PREMIO INTERNAZIONALE PROFILO DONNA 2025

Per Aspera ad Astra

OMAGGIO A MIRELLA FRENI

premiate 2025

a cura di Cristina Bicciocchi e Laura Corallo - foto di Francesca Pradella e Corrado Corradi

Sette donne di talento si sono alternate sul palco del Bper Banca Forum Monzani per ricevere il prestigioso Premio Internazionale Profilo Donna, giunto alla sua XXXV edizione, che celebra ogni anno le professioniste che si sono distinte nei rispettivi ambiti: imprenditoria, moda, sport, arte, cultura, spettacolo, politica, scienze e impegno sociale.

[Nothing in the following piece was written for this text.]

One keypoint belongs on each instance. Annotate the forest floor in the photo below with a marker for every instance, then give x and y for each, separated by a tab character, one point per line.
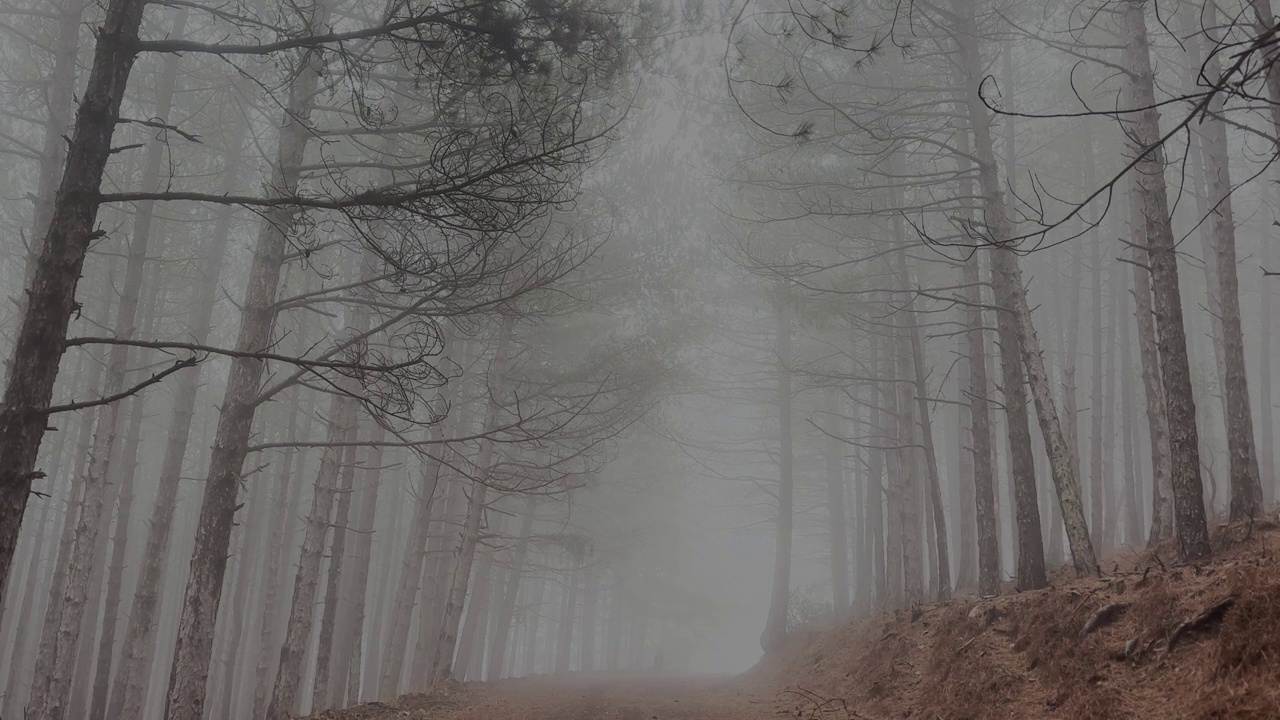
584	696
1151	638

La cerimonia ha rappresentato anche l’occasione per festeggiare un traguardo importante: la 100ª copertina del magazine ‘Profilo Donna’. Negli anni, sono state oltre 450 le donne premiate e numerosi i riconoscimenti istituzionali ricevuti, tra cui cinque medaglie conferite dal Presidente della Repubblica per il loro impegno nella valorizzazione delle donne. Il tema scelto per la serata, “Per Aspera ad Astra”, condotta da Cristina Bicciocchi, Presidente di Profilo Donna, e da Marco Senise, sintetizza perfettamente il percorso femminile: un cammino fatto di crescita, resistenza e superamento delle difficoltà, testimoniato anno dopo anno dalle iniziative, dai progetti e dalle reti di relazioni promosse dall’associazione Donne del 2000APS e documentate dal magazine.
Senise in apertura di serata, ha letto il lungo messaggio della Ministra Annamaria Bernini che si è complimentata con la Presidente e tutti gli organizzatori per il traguardo raggiunto: “Aver saputo costruire nel tempo un percorso che ha segnato il cammino di tante generazioni di donne, un ponte tra esperienze diverse, un racconto corale di coraggio, intelligenza e talento femminile è davvero straordinario. Profilo Donna è un appuntamento atteso e partecipato, un momento di condivisione capace di dare voce a donne che ogni giorno fanno la differenza in tutti gli ambiti”. E a questo proposito la Ministra ha speso parole di sincera gratitudine per la figura dell’On. Avv. Cristina Rossello ideatrice di Progetto Donne e Futuro, protagonista della 100° copertina della rivista.
“La sua storia professionale e umana racconta esattamente lo spirito del premio: competenza, determinazione, capacità di unire mondi diversi con lucidità e generosità. Ma racconta anche qualcosa in più: l’intelligenza elegante, la tenacia vocata alla capacità, la passione per la bellezza delle sfide, la coerenza di chi ha saputo costruire nel tempo un percorso solido, credibile e profondamente ispirante per le donne. Un esempio di leadership autentica e coraggiosa che lascia un segno e apre strade.”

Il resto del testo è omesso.